For some students, Sewanee is still all online

By Amelia Leaphart
Executive Staff

By July 8, 2020, students had to decide whether they would return to campus for the Advent semester or continue remote learning. While the majority of students decided to return to Sewanee after two and a half months of studying off-campus, many made the decision to continue the semester remotely. 

Morgan Linder (C’21) describes her initial reaction to remote learning in March: “I was not excited about it, but once we got started, I thought it went well for as quick as we had to jump into it.”

Linder struggled with learning in a shared space with her grandmother, “I had to run off of her time schedule. She was always on the phone and didn’t really understand that I needed silence in a class,” she said. 

Not being able to leave campus until November defined Linder’s decision a week before the required survey assessing student’s plans for the fall was due.

“I contemplated a lot when I learned about all we couldn’t do on campus. I’m also a very picky eater, and I was worried about McClurg,” she says.

In addition to needing regular doctor visits, Linder says, “I just couldn’t leave my nana for that long. I get homesick, and I didn’t think that staying there for three months non-stop would have been the best decision”

In a normal year, whenever Linder had a long or relatively unbusy weekend, she would take a quick trip home to Chattanooga. “It’s sad to see everyone back without me, but I know it was my decision.”

Linder balances a job at a day-care from 7:30 a.m. to 4:00 every weekday as an assistant teacher, forcing her to watch a recorded lecture of one of her classes that meets in-person.

“It’s in the Wick,” Linder says, “and it’s hard to hear and understand discussions when it’s recorded in a classroom, even though they say they’ve updated technology.”

Linder copes at home by trying to stay as busy as possible, “so I don’t feel like I’m missing out too much.” She also connected with her professors before classes started to discuss scheduling. 

“I feel that every time I get on the phone, people are telling me to come back next semester. And I want to so bad. If I could I would go right now. But if things are still the same in January, I probably won’t go back. It all depends on if things change or not, which is sad because it’s my senior year.”

Before COVID-19 even occupied most students’ minds, Hannah Swann (C’23) expressed concerns over it in February, “I was watching the numbers every day, but anyone I talked to denied that it was a real problem, and I was convinced we would be online for the end of the fourth quarter.”

Swann believes public health should be prioritized over in-person learning. However, she also thought the virus would have been handled by August and didn’t anticipate staying remote for the Advent semester. 

Swann struggled with completing work last semester due to her shared space with two younger brothers also completing remote learning. Now, she’s using her family’s guest house as her private space for working. As soon as staying home was an option for students, Swann made her decision. 

“My own health is a major factor in many of my decisions,” Swann said. “I’m on an immunosuppressant, which is like a low-level chemotherapy. When we knew less about the virus, I thought ‘I’m immunocompromised, so I need to be really, really careful.’”

As someone with a weakened immune system and chronic respiratory problems, getting COVID-19 could be dire.
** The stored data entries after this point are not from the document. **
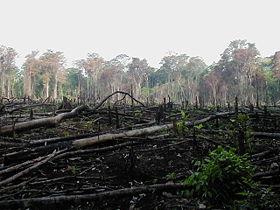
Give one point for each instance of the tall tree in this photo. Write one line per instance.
(52, 64)
(7, 69)
(30, 66)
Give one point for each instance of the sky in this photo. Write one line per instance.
(140, 28)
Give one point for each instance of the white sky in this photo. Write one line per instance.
(140, 28)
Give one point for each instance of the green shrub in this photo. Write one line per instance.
(221, 179)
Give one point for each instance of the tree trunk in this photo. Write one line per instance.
(55, 87)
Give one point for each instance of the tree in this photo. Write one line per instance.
(30, 66)
(138, 71)
(7, 70)
(51, 65)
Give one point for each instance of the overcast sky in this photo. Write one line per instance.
(140, 28)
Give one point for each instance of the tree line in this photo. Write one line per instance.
(240, 71)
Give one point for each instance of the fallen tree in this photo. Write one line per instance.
(53, 121)
(139, 132)
(49, 121)
(91, 197)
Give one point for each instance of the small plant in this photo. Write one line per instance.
(171, 176)
(241, 125)
(181, 124)
(221, 178)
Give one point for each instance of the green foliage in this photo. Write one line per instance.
(171, 176)
(181, 124)
(222, 178)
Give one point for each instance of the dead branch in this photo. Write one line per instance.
(31, 168)
(49, 121)
(139, 132)
(90, 197)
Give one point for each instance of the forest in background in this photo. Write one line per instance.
(240, 71)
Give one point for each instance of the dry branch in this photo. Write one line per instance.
(50, 121)
(139, 132)
(16, 176)
(90, 197)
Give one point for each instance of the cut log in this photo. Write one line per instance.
(49, 121)
(28, 202)
(139, 132)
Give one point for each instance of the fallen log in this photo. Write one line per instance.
(27, 170)
(49, 121)
(139, 132)
(28, 202)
Furthermore, Swann’s mother also has an auto-immune disease. 

“I felt like I was doing the right thing. If I was at Sewanee right now, it would be hard to follow all the rules,” Swann continued. “I think what Sewanee’s doing is great, and they have a better chance of successfully staying on campus than any other college I know. I also don’t want to rely on others for my health, I don’t really trust others to be smart and have good decision-making skills.”

Three out of four of Swann’s classes are already completely remote, so she doesn’t feel like she’s missing out on her education. However, the fourth one is on Zoom while being taught primarily in-person.

“I would definitely be doing better in that class if I was there with everyone else, but it is a class that has to be in-person.”

As an introverted person, Swann doesn’t mind the solitude of remote learning. Her guest house gives her space away from her family, and she usually only sees them at dinner-time. 

She keeps in touch with people randomly, mainly through Snapchat, and she recently FaceTimed her big in her sorority. “I haven’t disconnected myself entirely,” she said, “but I also don’t want to try and live through people on campus. I chose to be home.”

Swann’s plans for next semester depend on Sewanee’s ability to make it the whole semester without an outbreak in order to demonstrate that the COVID plan works. If her mental health suffers with remote learning, she might also consider returning. 

COVID restrictions played a significant factor in both Linder and Swann’s decision to stay home, as both students enjoy taking trips off-campus. However, Swann’s concerns over health and Linder’s concerns about homesickness define their decisions. Whether a student spends their senior year of college at home or an immunocompromised sophomore whose life may depend on institutions’ adaption to coronavirus, the pandemic forces people to change their perspective on their lives.